An they will take it, so; if not, he's plain.
These kind of knaves I know which in this plainness
Harbour more craft and more corrupter ends
Than twenty silly-ducking observants
That stretch their duties nicely.
Kent.:
Sir, in good faith, in sincere verity,
Under the allowance of your great aspect,
Whose influence, like the wreath of radiant fire
On flickering Phoebus' front,—
Corn.:
What mean'st by this?
Kent.:
To go out of my dialect, which you discommend so much.
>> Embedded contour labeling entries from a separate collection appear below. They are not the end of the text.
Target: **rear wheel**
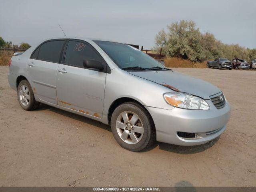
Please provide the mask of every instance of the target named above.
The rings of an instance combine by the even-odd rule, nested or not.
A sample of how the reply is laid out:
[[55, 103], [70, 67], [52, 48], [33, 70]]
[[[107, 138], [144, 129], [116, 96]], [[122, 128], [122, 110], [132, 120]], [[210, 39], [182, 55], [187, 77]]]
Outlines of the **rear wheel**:
[[130, 151], [144, 150], [156, 140], [156, 130], [150, 115], [136, 102], [128, 102], [118, 106], [111, 116], [110, 126], [116, 142]]
[[18, 86], [17, 96], [19, 103], [23, 109], [30, 111], [36, 109], [39, 103], [35, 100], [33, 90], [27, 80], [22, 80]]

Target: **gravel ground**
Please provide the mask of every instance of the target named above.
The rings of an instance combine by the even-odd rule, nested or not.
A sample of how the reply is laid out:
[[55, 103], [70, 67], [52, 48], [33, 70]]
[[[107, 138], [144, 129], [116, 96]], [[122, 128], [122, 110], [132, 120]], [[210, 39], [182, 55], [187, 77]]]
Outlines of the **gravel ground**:
[[0, 186], [256, 186], [256, 72], [173, 69], [223, 90], [227, 129], [202, 145], [135, 153], [101, 123], [45, 105], [22, 110], [0, 66]]

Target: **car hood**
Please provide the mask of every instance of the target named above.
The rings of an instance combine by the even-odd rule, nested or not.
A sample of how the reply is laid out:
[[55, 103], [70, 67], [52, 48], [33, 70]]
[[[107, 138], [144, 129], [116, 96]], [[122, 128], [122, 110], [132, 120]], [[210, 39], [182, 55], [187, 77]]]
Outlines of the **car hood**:
[[209, 96], [221, 91], [216, 86], [201, 79], [172, 71], [129, 71], [130, 74], [149, 80], [173, 90], [185, 92], [209, 99]]

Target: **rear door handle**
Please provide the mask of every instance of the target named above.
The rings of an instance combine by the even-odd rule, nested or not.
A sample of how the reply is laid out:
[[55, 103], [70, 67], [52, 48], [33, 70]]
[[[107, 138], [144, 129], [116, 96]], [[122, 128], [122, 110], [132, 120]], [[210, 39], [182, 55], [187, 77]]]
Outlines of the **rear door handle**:
[[65, 69], [64, 68], [60, 69], [58, 70], [58, 71], [60, 73], [67, 73], [68, 72], [66, 71], [66, 69]]

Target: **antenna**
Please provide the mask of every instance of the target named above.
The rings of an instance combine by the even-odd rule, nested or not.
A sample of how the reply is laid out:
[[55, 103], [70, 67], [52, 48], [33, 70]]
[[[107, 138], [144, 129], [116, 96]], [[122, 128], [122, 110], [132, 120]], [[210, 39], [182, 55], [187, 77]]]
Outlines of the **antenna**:
[[61, 28], [61, 27], [60, 26], [60, 24], [59, 24], [59, 26], [60, 26], [60, 29], [61, 29], [61, 30], [62, 31], [62, 32], [63, 32], [63, 33], [65, 35], [65, 36], [66, 37], [67, 36], [66, 35], [66, 34], [65, 34], [65, 32], [64, 32], [64, 31], [63, 31], [63, 30], [62, 30], [62, 29]]

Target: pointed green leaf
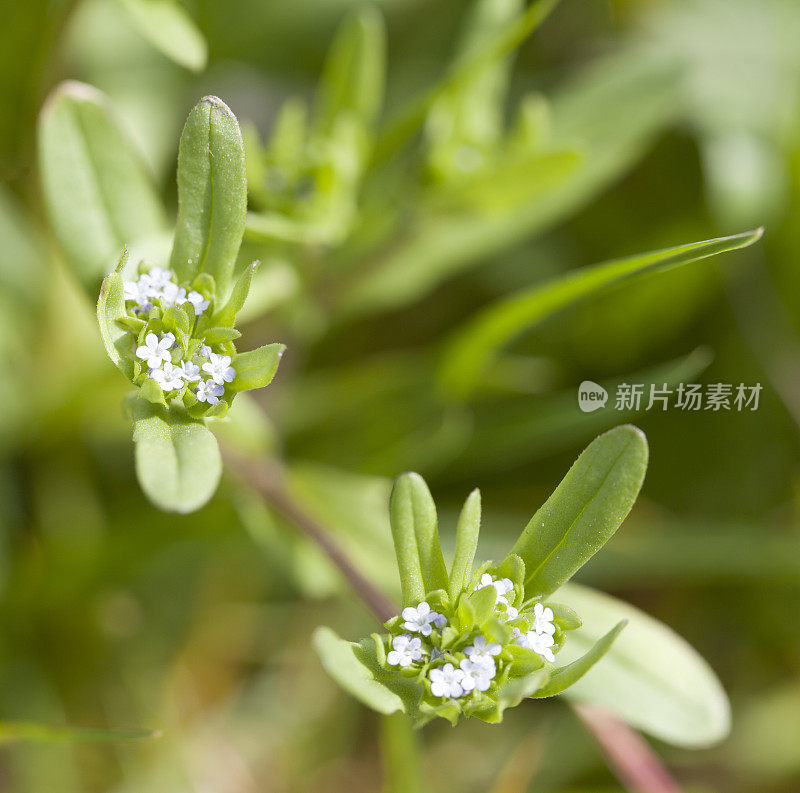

I know,
sir, I am no flatterer: he that beguiled you in a plain accent
was a plain knave; which, for my part, I will not be, though I
should win your displeasure to entreat me to't.
Corn.:
What was the offence you gave him?
Osw.:
I never gave him any:
It pleas'd the king his master very late
To strike at me, upon his misconstruction;
When he, compact, and flattering his displeasure,
Tripp'd me behind; being down, insulted, rail'd
And put upon him such a deal of man,
That worthied him, got praises of the king
For him attempting who was self-subdu'd;
And, in the fleshment of this dread exploit,
Drew on me here again.
Kent.:
None of these rogues and cowards
But Ajax is their fool.
Corn.:
Fetch forth the stocks!—
You stubborn ancient knave, you reverent braggart,
We'll teach you,—
Kent.:
Sir, I am too old to learn:
Call not your stocks for me: I serve the king;
On whose employment I was sent to you:
You shall do small respect, show too bold malice
Against the grace and person of my master,
Stocking his messenger.
Corn.:
Fetch forth the stocks!—As I have life and honour,
there shall he sit till noon.
Reg.:
Till noon! Till night, my lord; and all night too!
Kent.:
Why, madam, if I were your father's dog,
You should not use me so.
Reg.:
Sir, being his knave, I will.
Corn.:
This is a fellow of the self-same colour
Our sister speaks of.—Come, bring away the stocks!
[Stocks brought out.]
Glou.:
Let me beseech your grace not to do so:
His fault is much, and the good king his master
Will check him for't: your purpos'd low correction
Is such as basest and contemned'st wretches
For pilferings and most common trespasses,
Are punish'd with: the king must take it ill
That he, so slightly valu'd in his messenger,
Should have him thus restrain'd.
Corn.:
I'll answer that.
Reg.:
My sister may receive it much more worse,
To have her gentleman abus'd, assaulted,
For following her affairs.—Put in his legs.—
[Kent is put in the stocks.]
Come, my good lord, away.
[Exeunt all but Gloster and Kent.]
Glou.:
I am sorry for thee, friend; 'tis the duke's pleasure,
Whose disposition, all the world well knows,
Will not be rubb'd nor stopp'd; I'll entreat for thee.
Kent.:
Pray do not, sir: I have watch'd, and travell'd hard;
Some time I shall sleep out, the rest I'll whistle.
A good man's fortune may grow out at heels:
Give you good morrow!
Glou.:
The duke's to blame in this: 'twill be ill taken.
[Exit.]
Kent.:
Good king, that must approve the common saw,—
Thou out of heaven's benediction com'st
To the warm sun!
Approach, thou beacon to this under globe,
That by thy comfortable beams I may
Peruse this letter.—Nothing almost sees miracles
But misery:—I know 'tis from Cordelia,
Who hath most fortunately been inform'd
Of my obscured course; and shall find time
From this enormous state,—seeking to give
Losses their remedies,—All weary and o'erwatch'd,
Take vantage, heavy eyes, not to behold
This shameful lodging.
Fortune, good night: smile once more, turn thy wheel!